Jean-Marc Jancovici, spécialiste des questions énergétiques et climatiques et président du think tank The Shift Project, fait le point sur les indispensables arbitrages qui s’imposent. Interrogé sur sa vision, Jean-Marc Jancovici affirme dans le magazine Socialter : « Tout ce qui permet aux pays de maîtriser leur démographie est une bonne idée, car cela amortit les efforts à fournir sur tous les autres plans. » Enfin quelqu’un qui s’attelle à une réflexion sur le sujet de la démographie.

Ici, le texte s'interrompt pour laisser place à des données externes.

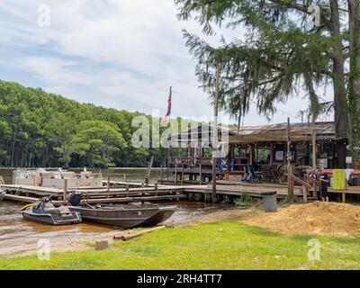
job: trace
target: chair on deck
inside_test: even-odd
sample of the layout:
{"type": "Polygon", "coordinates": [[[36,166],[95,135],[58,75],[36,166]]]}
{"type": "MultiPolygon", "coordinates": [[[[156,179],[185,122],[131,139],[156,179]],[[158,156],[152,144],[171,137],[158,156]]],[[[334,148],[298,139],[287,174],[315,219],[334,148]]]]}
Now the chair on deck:
{"type": "Polygon", "coordinates": [[[242,181],[260,183],[260,180],[255,173],[254,166],[252,165],[244,166],[244,175],[242,176],[242,181]]]}

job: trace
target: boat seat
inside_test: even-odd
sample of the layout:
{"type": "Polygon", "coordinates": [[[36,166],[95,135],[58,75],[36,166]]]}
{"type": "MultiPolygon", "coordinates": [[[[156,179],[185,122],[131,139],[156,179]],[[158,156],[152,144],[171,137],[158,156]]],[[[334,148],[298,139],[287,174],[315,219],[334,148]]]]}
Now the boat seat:
{"type": "Polygon", "coordinates": [[[50,214],[58,214],[59,211],[55,208],[55,207],[44,207],[42,209],[44,213],[50,213],[50,214]]]}

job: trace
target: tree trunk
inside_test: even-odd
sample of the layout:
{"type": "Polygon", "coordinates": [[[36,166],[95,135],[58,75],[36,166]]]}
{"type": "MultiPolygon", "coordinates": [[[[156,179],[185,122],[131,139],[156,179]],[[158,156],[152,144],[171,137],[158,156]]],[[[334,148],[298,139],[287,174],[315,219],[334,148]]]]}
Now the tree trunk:
{"type": "Polygon", "coordinates": [[[350,114],[350,145],[353,148],[354,167],[358,166],[360,143],[360,3],[359,0],[348,0],[349,39],[350,39],[350,72],[348,87],[348,106],[350,114]]]}
{"type": "MultiPolygon", "coordinates": [[[[340,18],[338,13],[338,0],[330,0],[331,9],[331,36],[334,38],[340,38],[340,18]]],[[[344,57],[342,51],[341,41],[336,43],[334,51],[333,62],[333,86],[334,86],[334,121],[336,137],[347,138],[348,137],[348,112],[346,108],[346,84],[344,74],[344,57]]],[[[338,158],[338,167],[346,167],[346,148],[343,141],[338,141],[335,151],[338,158]]]]}

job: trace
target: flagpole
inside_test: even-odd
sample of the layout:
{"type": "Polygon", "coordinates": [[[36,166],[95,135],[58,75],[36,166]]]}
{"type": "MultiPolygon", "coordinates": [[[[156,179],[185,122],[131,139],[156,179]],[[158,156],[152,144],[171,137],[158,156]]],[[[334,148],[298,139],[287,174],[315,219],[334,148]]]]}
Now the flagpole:
{"type": "MultiPolygon", "coordinates": [[[[169,95],[173,95],[173,91],[172,91],[172,89],[173,89],[173,87],[172,86],[170,86],[170,94],[169,94],[169,95]]],[[[169,115],[170,116],[170,115],[169,115]]],[[[170,171],[170,157],[171,157],[171,142],[172,142],[172,139],[171,139],[171,129],[170,129],[170,135],[169,135],[169,137],[170,137],[170,143],[169,143],[169,146],[168,146],[168,148],[167,148],[167,182],[168,182],[168,179],[169,179],[169,171],[170,171]]]]}

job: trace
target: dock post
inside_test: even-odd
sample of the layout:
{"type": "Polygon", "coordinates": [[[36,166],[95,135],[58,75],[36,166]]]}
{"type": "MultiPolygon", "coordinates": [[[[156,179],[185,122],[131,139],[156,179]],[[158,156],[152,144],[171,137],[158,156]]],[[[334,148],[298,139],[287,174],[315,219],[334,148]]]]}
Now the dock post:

Jean-Marc Jancovici voit un peu l’accès à l’énergie dans le monde futur comme le monde de Mad Max, avec une compétition pour la ressource qui risque de ne pas être très « tranquille ». Par ailleurs, il n’y a rien de local dans l’éolienne et le panneau solaire. A-t-on en France le cuivre, l’acier, le charbon pour faire les panneaux solaires. Non. Le panneau solaire est une commodité mondiale. Seule l’énergie solaire est locale, disponible partout. Dans un monde où les ressources vont se contracter, le nucléaire est un amortisseur de la contraction. Il permet de se faire moins mal au moment de la descente.

Quelle est votre cohérence à vous ? A quoi ressemblerait potentiellement une société qui trouverait son point d’équilibre dans un monde contraint ? Serait-elle proto industrielle, pré-industrielle, année 50 ?

C’est très difficile à savoir. Plutôt que d’imaginer le niveau de vie à l’arrivée, je préfère imaginer la dynamique. Le premier point est de limiter dès que nous pouvons la croissance démographique . Dans l’aide au développement, tout ce qui permet aux pays de maîtriser leur démographie est une bonne idée, car cela amortit les efforts à fournir sur tous les autres plans. Trois leviers : l’éducation des femmes, l’accès aux moyens de contraception, et les systèmes de retraite.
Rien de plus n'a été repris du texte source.